これら過去の凱旋門賞連覇の5頭で3連覇に挑んだものはいない。連覇でなくても1980年代までは凱旋門賞に勝てば種牡馬(または繁殖牝馬)としての需要が極めて高かったので、すぐに引退する。当たり前といえば当たり前ですよね。そのあたりに競馬の距離カテゴリーの重心の移動を見ることもできるが、これはたとえばフランケルのような怪物でさえ4歳まで、オルフェーヴルも5歳まで現役を続けたことでもわかるようにカテゴリーを問わず、競馬が30数年続いたバブリーな種牡馬選択ゲームから正常に戻ったのだと考えることもできる。
平地競馬のG1レベルで「連覇」というと米国のケルソのジョッキークラブゴールドカップの5連覇(1960〜1964)、オーストラリアの名スプリンター・マニカトのウィリアムリードS5連覇(1979〜1983)が近代競馬のほぼ限界といえるが、凱旋門賞レベルの3連覇が達成されれば、価値としてはそれらに勝るとも劣らぬものになるのは確実だ。その一方で、ひと足先にジェンティルドンナがジャパンカップを3連覇する可能性もある。これも達成されれば空前の記録。
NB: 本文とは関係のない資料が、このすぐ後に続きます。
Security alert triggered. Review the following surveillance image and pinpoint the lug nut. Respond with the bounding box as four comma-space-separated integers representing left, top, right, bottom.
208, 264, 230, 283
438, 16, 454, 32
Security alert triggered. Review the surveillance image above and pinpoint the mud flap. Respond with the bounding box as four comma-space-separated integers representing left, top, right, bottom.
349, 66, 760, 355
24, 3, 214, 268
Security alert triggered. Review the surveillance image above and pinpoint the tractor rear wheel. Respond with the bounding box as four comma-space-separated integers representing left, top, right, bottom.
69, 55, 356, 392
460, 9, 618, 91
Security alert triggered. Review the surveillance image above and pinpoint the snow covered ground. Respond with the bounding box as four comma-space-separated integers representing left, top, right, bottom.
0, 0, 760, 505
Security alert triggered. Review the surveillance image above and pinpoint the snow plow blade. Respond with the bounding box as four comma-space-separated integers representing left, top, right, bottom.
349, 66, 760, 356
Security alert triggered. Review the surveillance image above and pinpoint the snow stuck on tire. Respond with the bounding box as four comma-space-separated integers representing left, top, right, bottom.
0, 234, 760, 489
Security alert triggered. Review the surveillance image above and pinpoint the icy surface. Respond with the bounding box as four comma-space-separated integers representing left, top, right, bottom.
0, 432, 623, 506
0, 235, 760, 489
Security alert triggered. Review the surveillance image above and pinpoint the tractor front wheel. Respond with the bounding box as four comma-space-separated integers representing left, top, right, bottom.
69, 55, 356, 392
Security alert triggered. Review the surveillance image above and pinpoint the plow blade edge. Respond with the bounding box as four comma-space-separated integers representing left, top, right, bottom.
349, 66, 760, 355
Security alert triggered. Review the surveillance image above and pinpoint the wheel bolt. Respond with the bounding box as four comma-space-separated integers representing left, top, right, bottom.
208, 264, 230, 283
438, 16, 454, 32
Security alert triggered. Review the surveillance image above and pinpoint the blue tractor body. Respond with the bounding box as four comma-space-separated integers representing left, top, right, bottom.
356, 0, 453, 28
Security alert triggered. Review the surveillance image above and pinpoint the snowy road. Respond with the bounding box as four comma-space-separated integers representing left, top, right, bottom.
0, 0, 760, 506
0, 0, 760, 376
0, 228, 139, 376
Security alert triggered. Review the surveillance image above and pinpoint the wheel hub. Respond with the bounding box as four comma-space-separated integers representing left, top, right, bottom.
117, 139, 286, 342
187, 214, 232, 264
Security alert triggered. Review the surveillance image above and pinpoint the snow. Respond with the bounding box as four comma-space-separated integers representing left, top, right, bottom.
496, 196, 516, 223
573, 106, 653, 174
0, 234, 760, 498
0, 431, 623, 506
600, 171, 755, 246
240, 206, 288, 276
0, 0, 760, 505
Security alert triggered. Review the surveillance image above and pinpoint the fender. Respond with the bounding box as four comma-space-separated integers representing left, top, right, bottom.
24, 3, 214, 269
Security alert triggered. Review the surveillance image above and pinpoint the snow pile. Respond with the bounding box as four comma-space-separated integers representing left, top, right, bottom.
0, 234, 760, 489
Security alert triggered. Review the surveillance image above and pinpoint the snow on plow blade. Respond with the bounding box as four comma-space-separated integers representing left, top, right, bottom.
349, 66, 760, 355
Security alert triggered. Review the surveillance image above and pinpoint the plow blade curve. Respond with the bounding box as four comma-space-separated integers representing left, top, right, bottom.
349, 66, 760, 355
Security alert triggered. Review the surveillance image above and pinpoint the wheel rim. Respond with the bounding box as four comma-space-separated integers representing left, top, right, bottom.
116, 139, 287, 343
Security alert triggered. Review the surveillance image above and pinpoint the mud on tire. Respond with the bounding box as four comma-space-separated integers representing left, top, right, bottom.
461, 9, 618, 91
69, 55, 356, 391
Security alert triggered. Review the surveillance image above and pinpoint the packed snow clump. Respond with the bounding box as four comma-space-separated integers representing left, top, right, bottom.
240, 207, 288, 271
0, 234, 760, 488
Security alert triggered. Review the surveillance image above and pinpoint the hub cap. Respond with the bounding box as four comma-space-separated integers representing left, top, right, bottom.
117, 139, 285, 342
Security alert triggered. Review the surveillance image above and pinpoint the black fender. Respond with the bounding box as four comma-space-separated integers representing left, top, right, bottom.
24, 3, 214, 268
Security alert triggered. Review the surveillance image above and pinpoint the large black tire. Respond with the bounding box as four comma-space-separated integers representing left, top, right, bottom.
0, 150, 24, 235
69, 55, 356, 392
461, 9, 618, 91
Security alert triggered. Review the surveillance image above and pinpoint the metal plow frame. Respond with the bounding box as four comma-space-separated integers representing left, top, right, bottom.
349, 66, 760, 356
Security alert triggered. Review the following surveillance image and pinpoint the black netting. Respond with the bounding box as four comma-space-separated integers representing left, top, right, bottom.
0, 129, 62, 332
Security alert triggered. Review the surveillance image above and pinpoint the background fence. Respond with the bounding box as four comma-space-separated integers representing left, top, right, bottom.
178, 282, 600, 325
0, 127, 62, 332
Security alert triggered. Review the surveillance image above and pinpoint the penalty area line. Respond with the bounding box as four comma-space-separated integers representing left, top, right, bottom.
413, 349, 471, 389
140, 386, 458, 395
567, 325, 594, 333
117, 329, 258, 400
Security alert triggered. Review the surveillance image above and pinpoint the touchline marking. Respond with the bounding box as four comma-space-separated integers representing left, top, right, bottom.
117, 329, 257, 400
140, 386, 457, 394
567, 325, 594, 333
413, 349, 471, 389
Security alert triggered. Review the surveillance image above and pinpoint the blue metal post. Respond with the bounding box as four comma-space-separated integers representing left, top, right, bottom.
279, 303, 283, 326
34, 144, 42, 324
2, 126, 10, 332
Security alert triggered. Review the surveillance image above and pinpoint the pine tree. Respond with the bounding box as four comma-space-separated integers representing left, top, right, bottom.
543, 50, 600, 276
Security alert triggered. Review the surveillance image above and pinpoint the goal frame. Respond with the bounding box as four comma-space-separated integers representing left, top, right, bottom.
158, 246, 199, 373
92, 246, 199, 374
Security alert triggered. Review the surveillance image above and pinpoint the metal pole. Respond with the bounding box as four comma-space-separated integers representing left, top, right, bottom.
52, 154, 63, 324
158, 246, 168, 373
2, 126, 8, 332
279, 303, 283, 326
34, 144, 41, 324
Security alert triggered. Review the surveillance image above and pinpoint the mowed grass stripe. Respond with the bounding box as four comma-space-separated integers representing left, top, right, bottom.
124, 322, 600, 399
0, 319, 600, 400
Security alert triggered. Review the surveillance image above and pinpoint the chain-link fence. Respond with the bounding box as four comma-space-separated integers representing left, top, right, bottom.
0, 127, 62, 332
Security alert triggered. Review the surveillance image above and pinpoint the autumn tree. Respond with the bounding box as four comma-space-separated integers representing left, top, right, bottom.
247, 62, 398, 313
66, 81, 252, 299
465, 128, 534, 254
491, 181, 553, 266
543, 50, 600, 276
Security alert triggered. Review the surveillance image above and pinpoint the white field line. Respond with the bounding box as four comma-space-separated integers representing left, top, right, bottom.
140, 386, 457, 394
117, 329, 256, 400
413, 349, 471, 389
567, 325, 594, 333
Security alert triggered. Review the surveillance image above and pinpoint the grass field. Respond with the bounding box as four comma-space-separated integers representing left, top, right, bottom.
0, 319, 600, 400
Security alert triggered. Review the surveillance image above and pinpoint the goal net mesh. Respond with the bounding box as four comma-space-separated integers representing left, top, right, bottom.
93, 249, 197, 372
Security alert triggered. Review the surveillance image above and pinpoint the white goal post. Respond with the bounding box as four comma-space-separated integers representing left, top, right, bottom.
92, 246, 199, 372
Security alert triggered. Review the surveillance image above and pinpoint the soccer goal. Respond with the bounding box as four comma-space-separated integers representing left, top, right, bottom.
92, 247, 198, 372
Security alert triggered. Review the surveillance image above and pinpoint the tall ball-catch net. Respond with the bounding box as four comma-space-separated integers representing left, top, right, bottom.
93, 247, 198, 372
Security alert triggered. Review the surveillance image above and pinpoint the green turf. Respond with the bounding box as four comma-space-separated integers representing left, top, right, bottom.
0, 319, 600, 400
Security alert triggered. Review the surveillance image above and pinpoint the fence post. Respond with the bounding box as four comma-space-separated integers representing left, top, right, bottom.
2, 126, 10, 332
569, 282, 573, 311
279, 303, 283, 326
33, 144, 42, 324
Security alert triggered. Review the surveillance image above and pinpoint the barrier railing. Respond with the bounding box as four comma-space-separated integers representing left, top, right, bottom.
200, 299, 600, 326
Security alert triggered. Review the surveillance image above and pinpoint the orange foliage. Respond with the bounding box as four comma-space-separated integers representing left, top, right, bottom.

そういった華やかなものとは別に近年の凱旋門賞におけるユニークな記録といえば、ユームザインの3年連続2着(2007〜2009)がある。勝ち馬は順にディラントーマス、ザルカヴァ、シーザスターズだから、生まれたときが悪かったとしかいいようがないが、どんな相手でも2着なのだから、いつ生まれていても2着だったかもしれない。もう1頭、挙げておきたいのは連覇ではないが1930年と32年の2度勝ったモトリコ。障害でも勝ち鞍を挙げたあと凱旋門賞を制したのが5歳時。いったん引退して種牡馬となり、1931年と32年の春を種牡馬として過ごし、32年春にカムバックすると2年前同様得意の道悪になったことも幸いして凱旋門賞2勝馬となった。7歳での勝利は今も破られていない凱旋門賞最高齢優勝記録だ。翌年からは再び種牡馬となるが、引退に際しては多くのファンが別れを惜しんだという。確かにサラブレッドができることのほとんどすべてをやった達成感に満ちた生涯だったように見える。種牡馬としては障害用として成功したが、娘の仔ヴルガンはそれを上回る成功を示し、チームスピリット、フォワナヴォン、ゲイトリップと3頭のグランドナショナル勝ち馬を送り出した。1990年代を代表する悲劇の名障害馬ワンマンから今季英愛レーティング首位のボストンボブまで、現代の障害競走の活躍馬の血統表にもその名を見つけることができる。
トレヴからはずいぶん離れた話になったが、それだけ凱旋門賞が欧州競馬の奥深くにまで根を張っているということではあるだろう。